- Country: Barbados
- Founded: 30 November 1918
- Membership: 2738
- Chief Commissioner: Nadia Skeete
- Affiliation: World Association of Girl Guides and Girl Scouts
- Website https://www.facebook.com/girlguidesbarbados/
- Brownie

= The Girl Guides Association of Barbados =

The Girl Guides Association of Barbados (GGAB) is the national Guiding organization on the island nation of Barbados. It serves 2738 members (as of 2017). Founded in 1918, the girls-only organization became a full member of the World Association of Girl Guides and Girl Scouts (WAGGGS) in 1972.

== History ==
Guiding began in Barbados in 1918, when Charles O'Brien became the Governor of Barbados. He had two daughters who came with him to Barbados, and they had become Guides shortly before leaving the United Kingdom. His wife became the first leader until her departure in 1925, and a room in Government House was used as the headquarters. Land for permanent headquarters was obtained in 1949, and the headquarters were opened in 1964.
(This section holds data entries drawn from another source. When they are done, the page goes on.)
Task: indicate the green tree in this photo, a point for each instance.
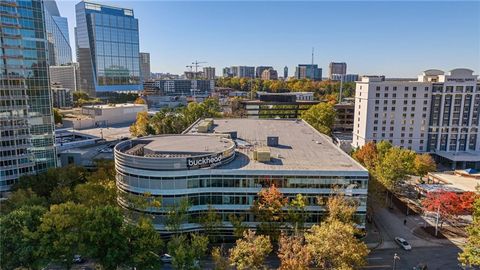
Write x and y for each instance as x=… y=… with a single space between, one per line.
x=333 y=245
x=103 y=236
x=177 y=215
x=187 y=253
x=21 y=198
x=293 y=253
x=143 y=244
x=424 y=164
x=268 y=208
x=321 y=117
x=238 y=226
x=296 y=213
x=342 y=208
x=210 y=222
x=250 y=251
x=470 y=255
x=396 y=164
x=220 y=258
x=61 y=234
x=57 y=116
x=141 y=127
x=19 y=241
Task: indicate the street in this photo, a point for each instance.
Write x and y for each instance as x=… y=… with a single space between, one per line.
x=442 y=257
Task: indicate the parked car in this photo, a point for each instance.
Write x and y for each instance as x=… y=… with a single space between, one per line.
x=166 y=258
x=78 y=259
x=403 y=243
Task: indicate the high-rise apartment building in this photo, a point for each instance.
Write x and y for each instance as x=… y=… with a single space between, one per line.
x=66 y=76
x=269 y=74
x=107 y=48
x=439 y=113
x=60 y=51
x=243 y=72
x=26 y=118
x=209 y=73
x=259 y=71
x=308 y=71
x=336 y=68
x=145 y=66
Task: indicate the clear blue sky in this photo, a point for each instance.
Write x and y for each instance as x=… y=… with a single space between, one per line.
x=397 y=39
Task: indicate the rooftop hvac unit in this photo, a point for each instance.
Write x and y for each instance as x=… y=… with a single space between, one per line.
x=272 y=141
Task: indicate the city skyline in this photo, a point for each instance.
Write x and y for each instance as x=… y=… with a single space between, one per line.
x=383 y=33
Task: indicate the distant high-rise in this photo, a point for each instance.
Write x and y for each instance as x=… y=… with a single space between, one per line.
x=243 y=72
x=308 y=71
x=26 y=118
x=145 y=66
x=209 y=73
x=107 y=48
x=336 y=68
x=259 y=71
x=66 y=76
x=60 y=51
x=270 y=74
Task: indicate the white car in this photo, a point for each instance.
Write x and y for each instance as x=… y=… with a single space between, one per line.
x=403 y=243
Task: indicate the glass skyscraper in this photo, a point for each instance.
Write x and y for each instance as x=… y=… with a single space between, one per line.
x=59 y=49
x=107 y=48
x=26 y=118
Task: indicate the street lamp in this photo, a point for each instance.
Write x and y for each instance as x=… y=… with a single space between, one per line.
x=395 y=258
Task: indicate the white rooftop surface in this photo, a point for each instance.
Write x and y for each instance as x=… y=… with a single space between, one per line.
x=470 y=156
x=457 y=181
x=300 y=146
x=111 y=133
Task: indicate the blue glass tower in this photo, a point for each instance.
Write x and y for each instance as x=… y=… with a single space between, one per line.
x=107 y=48
x=59 y=49
x=26 y=118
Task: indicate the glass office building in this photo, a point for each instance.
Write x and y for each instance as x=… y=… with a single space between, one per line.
x=59 y=49
x=224 y=163
x=26 y=118
x=107 y=48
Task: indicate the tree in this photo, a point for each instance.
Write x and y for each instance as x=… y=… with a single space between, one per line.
x=470 y=255
x=220 y=259
x=177 y=215
x=424 y=164
x=321 y=117
x=186 y=254
x=268 y=208
x=367 y=156
x=141 y=126
x=61 y=234
x=237 y=223
x=296 y=212
x=20 y=198
x=395 y=165
x=341 y=208
x=333 y=245
x=293 y=253
x=449 y=204
x=57 y=116
x=103 y=236
x=19 y=241
x=250 y=251
x=143 y=244
x=210 y=222
x=139 y=100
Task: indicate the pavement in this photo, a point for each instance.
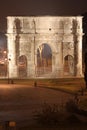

The Association became an association member of the World Association of Girl Guides and Girl Scouts in 1969 and a full member in 1972. Membership was reported to be 3112 in 1998. In 2017, membership was 2738 members. Several Barbadian politicians, such as Adrian Forde, Charles McDonald Griffith, and Wilfred Abrahams have encouraged an increase in the scouting movement in Barbados; children often leave both the Boy Scouts and the Girl Guides in adolescence when preparing for their Common Entrance Examination.

== Activities ==
The association has an eight-point program emphasizing fitness, the mind, enjoyment of the outdoors, crafting, service to others, relations with others, creativity, and character. Girls with disabilities are integrated into mainstream units when possible; in 1997, the program also had two units at schools for children with disabilities. Camping, community service, and international communication with other Caribbean islands are also important activities. In 2020, the Association began to encourage more cooperative events with the Barbados Boy Scouts Association, such as a World Thinking Day rally in Bridgetown. In 2025, a Caribbean Community badge was created.

== Program ==
The Association is divided into two sections with 5 sub-sections according to age:
- Junior section
  - Blossom Guides – ages 5 to 7
  - Brownie Guides – ages 7 to 11
- Senior section
  - Girl Guides – ages 10 to 16
  - Ranger Guides – ages 14 to 25
  - Young Leaders – ages 15 to 23

== Organisation ==
The organization is divided into four divisions, each with four districts. The council is the general management committee, headed by a president, vice-president, and three life vice-presidents, while the executive committee is headed by the chief commissioner and is responsible for the overall management of the organisation.